At St James’s Park tube station, at the far exit, closest to Victoria Street, the two glass windows that overlooked the barriers now offer a window into a greener world.
Putting plants in a tube station isn’t that unusual, as the annual Underground in Bloom competition shows, but here they are putting the plants in an environment that was thought to be less hospitable to plants growing, indoors with minimal light.
Some of the issues faced were expected, such as making sure the plant box complied with fire regulations, and wouldn’t be affected by the perpetual brake dust that seems able to penetrate every part of the London Underground.

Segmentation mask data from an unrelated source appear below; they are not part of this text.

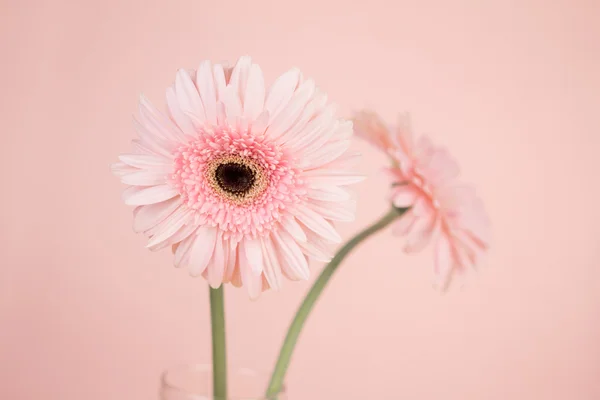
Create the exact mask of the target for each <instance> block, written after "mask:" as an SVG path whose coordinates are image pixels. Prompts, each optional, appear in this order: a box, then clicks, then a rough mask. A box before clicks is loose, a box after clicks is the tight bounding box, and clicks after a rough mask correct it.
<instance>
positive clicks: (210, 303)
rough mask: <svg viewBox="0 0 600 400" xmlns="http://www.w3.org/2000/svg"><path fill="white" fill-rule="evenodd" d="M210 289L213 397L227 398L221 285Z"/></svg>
mask: <svg viewBox="0 0 600 400" xmlns="http://www.w3.org/2000/svg"><path fill="white" fill-rule="evenodd" d="M209 290H210V322H211V327H212V346H213V370H212V373H213V397H214V398H215V399H218V400H227V353H226V351H225V304H224V300H223V285H221V287H219V288H218V289H213V288H209Z"/></svg>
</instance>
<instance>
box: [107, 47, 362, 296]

However, as reps from the landscape gardeners, The Edible Bus Stop explained, the unexpected problem was to stop the plants growing too fast. Fast growing plants need more maintenance, and part of the requirements is that maintenance should be minimal, ideally no more than once a fortnight.
So the plants are kept in pots to restrict root growth – and make swapping them out later easier, and the soil had its nutrient quality reduced. The result is a contained box with an LED lamp on top that needs to be watered just once a fortnight.
Mirrors on three walls magnifies the effect of the planting within.
The experiment is part of a programme that looks to improve the station environment, with novel ideas such as this to bring a small smile to people who notice them.
If the plants work, then it might be expanded to other stations, possibly with a focus on those with suitably gardening names, such as maybe Tufnell Park, Wood Green, Holland Park, etc.
About 1-in-50 people rushing through the station spot the plants in the old ticket office, and now you know where to find them yourself.